Мне было бы интересно узнать побольше о госпоже Шульц, но мистер Бонд предпочёл сменить тему.
— Сначала для меня было непонятно, что это такое — война, — продолжил он. — Я думал, что буду востребован на ней как никогда, однако приехав в Лондон, обнаружил там полный хаос. Мэддокс застрял в Париже. Штаб-квартиру передислоцировали на Реджентс-парк — туда, где она располагается и по сей день. Прибыв туда, я обнаружил, что там уже полно членов совета оксфордского колледжа и беженцев из Венгрии. Все мои отчёты потерялись; дошло до того, что какой-то полудурок утверждал, что меня зовут Джеймс Банд. Когда я ответил ему, что меня зовут Джеймс Бонд и что последние три года я работал на Секретную службу, то он сказал мне, чтобы я расслабился и ни о чём не беспокоился: когда я им понадоблюсь, они меня найдут. Ну и для полного счастья я узнал, что отель «Карлтон» — моё временное лондонское жильё на период работы — был переполнен.
— И куда вы поехали?
— К тёте Чармиан, естественно. Но и она была занята войной — гражданская оборона, эвакуация. Она окунулась во всё это с головой. Я прожил у неё примерно с месяц. Она была уверена в том, что я увиливаю от призыва в армию, но как всегда, не посмела сказать мне об этом в лицо. Другое дело мой брат Генри — тот хотя бы побывал в военном министерстве и имел униформу. По нескольку раз в неделю я звонил в штаб-квартиру, но там как-то узнали, что я рождён в Германии, и в один момент мне показалось, что они даже хотят меня задержать.
Бонд засмеялся и просигнализировал Августусу, чтобы тот принёс ему ещё выпить.
— Это был один из самых неприятных моментов моей жизни, — продолжил он. — Осознание того, что я бесполезен и никому не нужен. и ещё того, что лафа закончилась, и такого веселья, какое было до сих пор, больше уже никогда не будет. К слову, так оно и оказалось.
М. авторитетно характеризовал их как дружеские, хотя дружбой там не пахло, поскольку характеры у обоих были разные. Флеминг был мечтателем и хорошим администратором, в то время как Бонд был человеком действия, унаследовавшим от отца инженерный стиль мышления. Он был реалистом, и его жизненный опыт учил его держать свои фантазии при себе и не поддаваться на эмоции. Флеминг был остроумным и общительным, а Бонд — прямолинейным и сдержанным по отношению к окружающим. И всё же казалось, что они дополняют друг друга. Каждый из них сыграл свою роль в жизни другого, и сегодня отделить их друг от друга невозможно.

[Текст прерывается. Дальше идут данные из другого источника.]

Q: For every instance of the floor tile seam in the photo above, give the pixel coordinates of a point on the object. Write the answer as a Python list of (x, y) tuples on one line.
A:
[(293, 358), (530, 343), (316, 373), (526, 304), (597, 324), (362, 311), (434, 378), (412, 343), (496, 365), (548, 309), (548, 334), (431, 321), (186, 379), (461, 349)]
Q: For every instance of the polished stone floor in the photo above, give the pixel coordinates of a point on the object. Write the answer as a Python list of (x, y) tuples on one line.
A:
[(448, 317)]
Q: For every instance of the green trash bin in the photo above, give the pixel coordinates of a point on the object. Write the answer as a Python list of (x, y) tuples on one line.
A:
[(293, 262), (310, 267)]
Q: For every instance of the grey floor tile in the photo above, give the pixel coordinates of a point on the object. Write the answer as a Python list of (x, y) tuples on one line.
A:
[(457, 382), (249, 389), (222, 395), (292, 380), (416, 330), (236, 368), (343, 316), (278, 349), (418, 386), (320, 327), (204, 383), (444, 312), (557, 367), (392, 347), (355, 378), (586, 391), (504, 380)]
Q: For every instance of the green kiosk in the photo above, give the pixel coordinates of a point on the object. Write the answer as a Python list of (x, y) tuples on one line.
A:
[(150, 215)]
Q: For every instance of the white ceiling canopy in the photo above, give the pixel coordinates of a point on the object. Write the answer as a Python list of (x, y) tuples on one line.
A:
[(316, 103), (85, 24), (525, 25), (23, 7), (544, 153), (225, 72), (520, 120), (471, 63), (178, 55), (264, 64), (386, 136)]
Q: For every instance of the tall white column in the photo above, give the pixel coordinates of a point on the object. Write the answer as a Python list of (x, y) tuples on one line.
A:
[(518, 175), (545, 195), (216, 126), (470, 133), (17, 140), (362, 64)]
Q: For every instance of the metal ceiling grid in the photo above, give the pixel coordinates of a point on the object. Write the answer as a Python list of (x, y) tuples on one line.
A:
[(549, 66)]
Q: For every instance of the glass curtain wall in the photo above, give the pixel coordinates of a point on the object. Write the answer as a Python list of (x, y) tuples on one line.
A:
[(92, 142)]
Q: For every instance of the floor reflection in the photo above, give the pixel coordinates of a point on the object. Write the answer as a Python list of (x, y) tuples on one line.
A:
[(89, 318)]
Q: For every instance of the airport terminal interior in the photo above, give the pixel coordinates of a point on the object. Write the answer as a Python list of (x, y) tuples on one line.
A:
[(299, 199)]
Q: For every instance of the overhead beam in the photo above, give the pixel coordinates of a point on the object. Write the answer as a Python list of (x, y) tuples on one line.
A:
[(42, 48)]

Дело в том, что об образе жизни, который вёл Бонд, тайно мечтал Флеминг, а Бонд в свою очередь видел во Флеминге некую сильную личность, которая без проблем общается с газетными магнатами, адмиралами и членами правительства, и статусу которой можно только позавидовать.
Поступив на службу в разведку, Бонду не терпелось поскорее показать себя в деле, и вот, наконец, после того как Флеминг разработал одну довольно рискованную схему, такая возможность ему представилась.
В то время периодические выдвижения подводных лодок и кораблей германского флота из Гамбурга и Вильгельмсхафена в Северное море и в Атлантику могли представлять проблему. В любой момент они были способны застать британцев врасплох и напасть. Военно-морская разведка Уайт-холла пыталась понять, к чему все эти манёвры. У неё были свои разведчики в Гамбурге, но они были очень ненадёжны, а воздушная разведка не могла достигнуть вышеуказанных морских портов.
После обсуждения возможных решений проблемы, Флеминг предложил обратить внимание на остров Вангероге* //указан на карте//, находящийся севернее Вильгельмсхафена. Остров представлял собой вытянутую песчаную отмель, населённую лишь рыбаками и морскими птицами, и использовался в качестве ориентира судами, выходящими из Гамбурга и Вильгельмсхафена в Северное море.
— А что если упрятать на нём одного хорошо обученного наблюдателя?